Von der Leyen ha reconocido el desastre que ha traído su fanatismo climático
La Comisión Europea ha reconocido recientemente que relegar la energía nuclear durante la transición energética del continente fue un “error estratégico” que ha contribuido a elevar el precio de la electricidad y a aumentar la dependencia energética de Europa. Esta autocrítica llega en un momento en el que el Gobierno español mantiene su plan de cerrar progresivamente todas las centrales nucleares en la próxima década.
Von der Leyen reconoce el impacto en los precios de la electricidad
Durante una cumbre internacional sobre energía nuclear civil celebrada en París, la presidenta de la Comisión Europea, Ursula von der Leyen, admitió que el modelo energético europeo ha generado consecuencias negativas. Según explicó, el coste de la electricidad en el continente se ha vuelto “estructuralmente demasiado alto”, lo que supone un desafío importante para la competitividad económica y el futuro industrial de Europa.

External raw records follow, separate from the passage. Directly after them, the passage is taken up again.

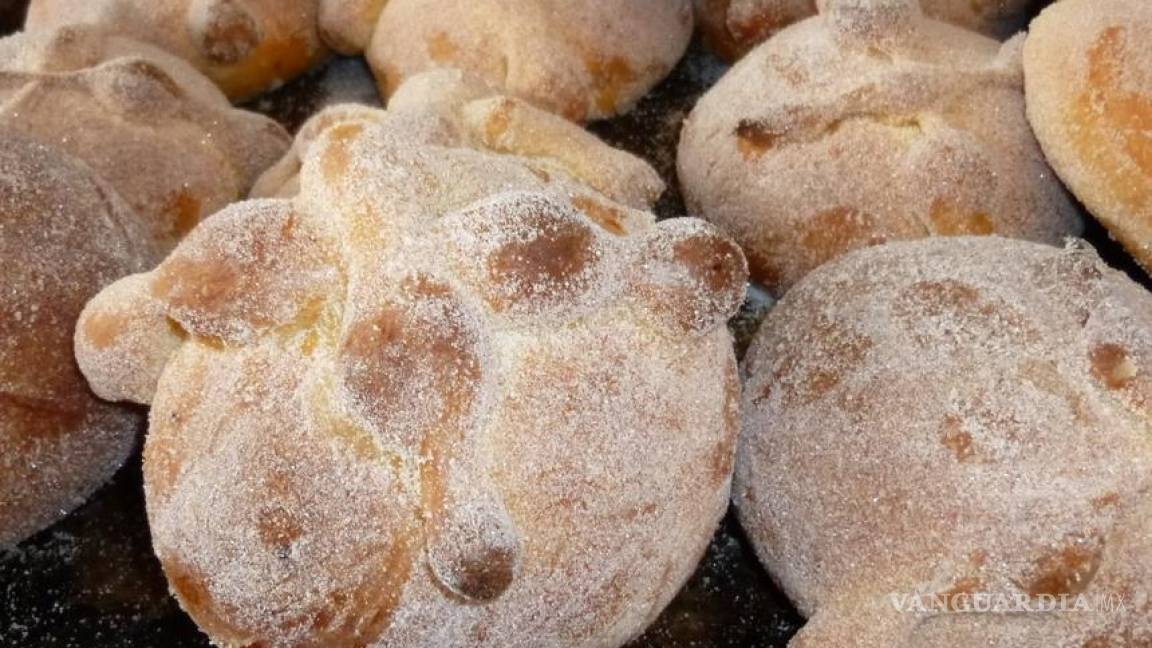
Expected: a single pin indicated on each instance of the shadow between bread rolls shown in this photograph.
(453, 386)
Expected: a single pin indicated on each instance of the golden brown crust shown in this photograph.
(1090, 103)
(866, 125)
(955, 419)
(567, 58)
(330, 462)
(167, 142)
(63, 234)
(733, 28)
(245, 46)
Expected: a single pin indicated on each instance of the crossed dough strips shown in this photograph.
(460, 364)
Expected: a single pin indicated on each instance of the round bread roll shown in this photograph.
(865, 125)
(245, 46)
(941, 427)
(63, 235)
(584, 60)
(146, 122)
(1088, 70)
(449, 393)
(732, 28)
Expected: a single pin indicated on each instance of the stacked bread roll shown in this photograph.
(732, 28)
(955, 426)
(864, 125)
(245, 46)
(1089, 78)
(442, 379)
(113, 150)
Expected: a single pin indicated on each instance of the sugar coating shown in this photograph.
(63, 235)
(245, 46)
(1088, 75)
(441, 396)
(954, 416)
(146, 122)
(732, 28)
(584, 60)
(864, 125)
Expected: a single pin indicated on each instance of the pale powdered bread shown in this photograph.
(146, 122)
(245, 46)
(864, 125)
(1088, 68)
(459, 390)
(63, 235)
(732, 28)
(960, 421)
(584, 60)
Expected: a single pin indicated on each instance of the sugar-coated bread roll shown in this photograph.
(863, 125)
(245, 46)
(584, 60)
(732, 28)
(63, 235)
(941, 426)
(1088, 72)
(146, 122)
(451, 393)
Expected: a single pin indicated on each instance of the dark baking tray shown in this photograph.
(92, 581)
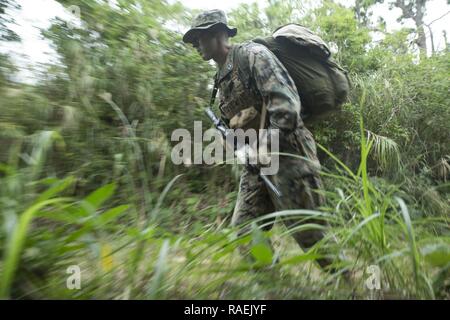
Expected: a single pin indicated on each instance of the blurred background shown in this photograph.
(90, 92)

En su intervención, Von der Leyen subrayó que Europa debe reforzar su producción energética interna para reducir la dependencia de las importaciones de combustibles fósiles y garantizar la seguridad del suministro.
Renovables y nuclear: los dos pilares de la nueva estrategia energética
La presidenta de la Comisión señaló que el futuro energético europeo debe apoyarse en dos grandes pilares complementarios:
- Energías renovables
- Energía nuclear
De acuerdo con su planteamiento, la combinación de ambas fuentes permitiría garantizar estabilidad en el suministro eléctrico, reducir emisiones y mejorar la competitividad de la industria europea. No obstante, también advirtió que será imprescindible aumentar las inversiones en infraestructuras energéticas.

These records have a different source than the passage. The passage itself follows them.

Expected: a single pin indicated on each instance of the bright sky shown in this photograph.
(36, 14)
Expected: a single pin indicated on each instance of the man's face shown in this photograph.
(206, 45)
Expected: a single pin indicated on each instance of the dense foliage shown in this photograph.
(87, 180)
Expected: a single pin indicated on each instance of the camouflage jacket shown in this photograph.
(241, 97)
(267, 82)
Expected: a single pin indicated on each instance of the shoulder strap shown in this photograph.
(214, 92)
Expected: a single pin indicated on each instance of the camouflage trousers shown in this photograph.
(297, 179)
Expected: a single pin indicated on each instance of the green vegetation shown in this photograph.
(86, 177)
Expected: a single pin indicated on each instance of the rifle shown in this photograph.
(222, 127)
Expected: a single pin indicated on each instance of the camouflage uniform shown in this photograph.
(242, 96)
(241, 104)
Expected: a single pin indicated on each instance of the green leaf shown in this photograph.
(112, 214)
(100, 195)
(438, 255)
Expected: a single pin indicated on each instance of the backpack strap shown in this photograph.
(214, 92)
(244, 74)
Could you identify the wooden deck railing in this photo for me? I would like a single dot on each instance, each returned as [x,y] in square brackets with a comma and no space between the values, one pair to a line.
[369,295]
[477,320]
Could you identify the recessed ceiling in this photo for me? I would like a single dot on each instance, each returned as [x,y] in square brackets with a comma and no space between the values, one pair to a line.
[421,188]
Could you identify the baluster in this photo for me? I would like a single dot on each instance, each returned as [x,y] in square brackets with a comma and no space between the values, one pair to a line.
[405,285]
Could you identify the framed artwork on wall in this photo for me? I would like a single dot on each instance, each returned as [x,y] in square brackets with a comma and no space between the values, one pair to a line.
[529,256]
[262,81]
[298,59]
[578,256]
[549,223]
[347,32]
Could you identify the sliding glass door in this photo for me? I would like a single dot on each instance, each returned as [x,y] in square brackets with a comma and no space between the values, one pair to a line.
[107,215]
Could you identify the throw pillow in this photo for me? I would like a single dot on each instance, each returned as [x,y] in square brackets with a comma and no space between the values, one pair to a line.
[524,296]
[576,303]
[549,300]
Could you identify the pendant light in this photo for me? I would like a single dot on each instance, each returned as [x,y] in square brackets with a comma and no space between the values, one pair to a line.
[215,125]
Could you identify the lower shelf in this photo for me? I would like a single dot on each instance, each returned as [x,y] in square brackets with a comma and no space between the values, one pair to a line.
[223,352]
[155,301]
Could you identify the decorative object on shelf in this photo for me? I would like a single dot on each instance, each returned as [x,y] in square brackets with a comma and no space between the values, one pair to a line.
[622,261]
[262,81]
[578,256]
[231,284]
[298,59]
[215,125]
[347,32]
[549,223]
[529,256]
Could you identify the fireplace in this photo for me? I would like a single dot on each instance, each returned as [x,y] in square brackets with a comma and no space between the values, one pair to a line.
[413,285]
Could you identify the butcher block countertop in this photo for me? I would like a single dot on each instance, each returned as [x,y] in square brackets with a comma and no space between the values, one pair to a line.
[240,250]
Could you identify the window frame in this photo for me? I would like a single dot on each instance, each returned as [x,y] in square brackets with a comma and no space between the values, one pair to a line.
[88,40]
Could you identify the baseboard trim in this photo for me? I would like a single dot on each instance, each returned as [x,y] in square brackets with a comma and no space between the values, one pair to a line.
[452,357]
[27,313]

Entre las áreas prioritarias de inversión destacan:
- Redes eléctricas y transporte de energía
- Sistemas de almacenamiento energético
- Tecnologías que aporten flexibilidad al sistema eléctrico
Estas medidas buscan fortalecer la independencia energética del bloque comunitario y evitar situaciones de vulnerabilidad frente a crisis internacionales.
Nueva inversión europea en tecnología nuclear
Como parte de este cambio de enfoque, la Comisión Europea anunció un programa de financiación de 200 millones de euros destinado a impulsar proyectos innovadores relacionados con la energía nuclear.
El objetivo principal es atraer inversión privada y acelerar el desarrollo de tecnologías nucleares avanzadas con bajas emisiones de carbono. Entre las iniciativas prioritarias se encuentran los pequeños reactores modulares (SMR), una tecnología considerada clave para el futuro energético europeo.
Bruselas pretende desplegar estos reactores a comienzos de la próxima década, facilitando su desarrollo mediante:
- Garantías financieras para reducir riesgos a los inversores
- Espacios regulatorios experimentales para probar nuevos diseños
- Coordinación con los Estados miembros para simplificar autorizaciones y normas técnicas
La financiación de este programa procederá del sistema europeo de comercio de emisiones, uno de los principales instrumentos climáticos de la Unión Europea.
El contraste con la política energética de España
Mientras las instituciones europeas empiezan a replantear el papel de la energía nuclear, el Gobierno español presidido por Pedro Sánchez mantiene su hoja de ruta para cerrar progresivamente todas las centrales nucleares del país durante la próxima década.
Esta estrategia contrasta con el renovado interés de varios países europeos por mantener o ampliar su capacidad nuclear como parte de la transición energética. Según algunos analistas, esta diferencia de enfoques podría tener consecuencias en términos de seguridad del suministro eléctrico y estabilidad de precios.
El debate energético se ha intensificado en España tras diversos episodios de tensión en el sistema eléctrico, incluido el apagón registrado el 28 de abril de 2025, que volvió a poner sobre la mesa la discusión sobre el papel de la energía nuclear en el mix energético nacional.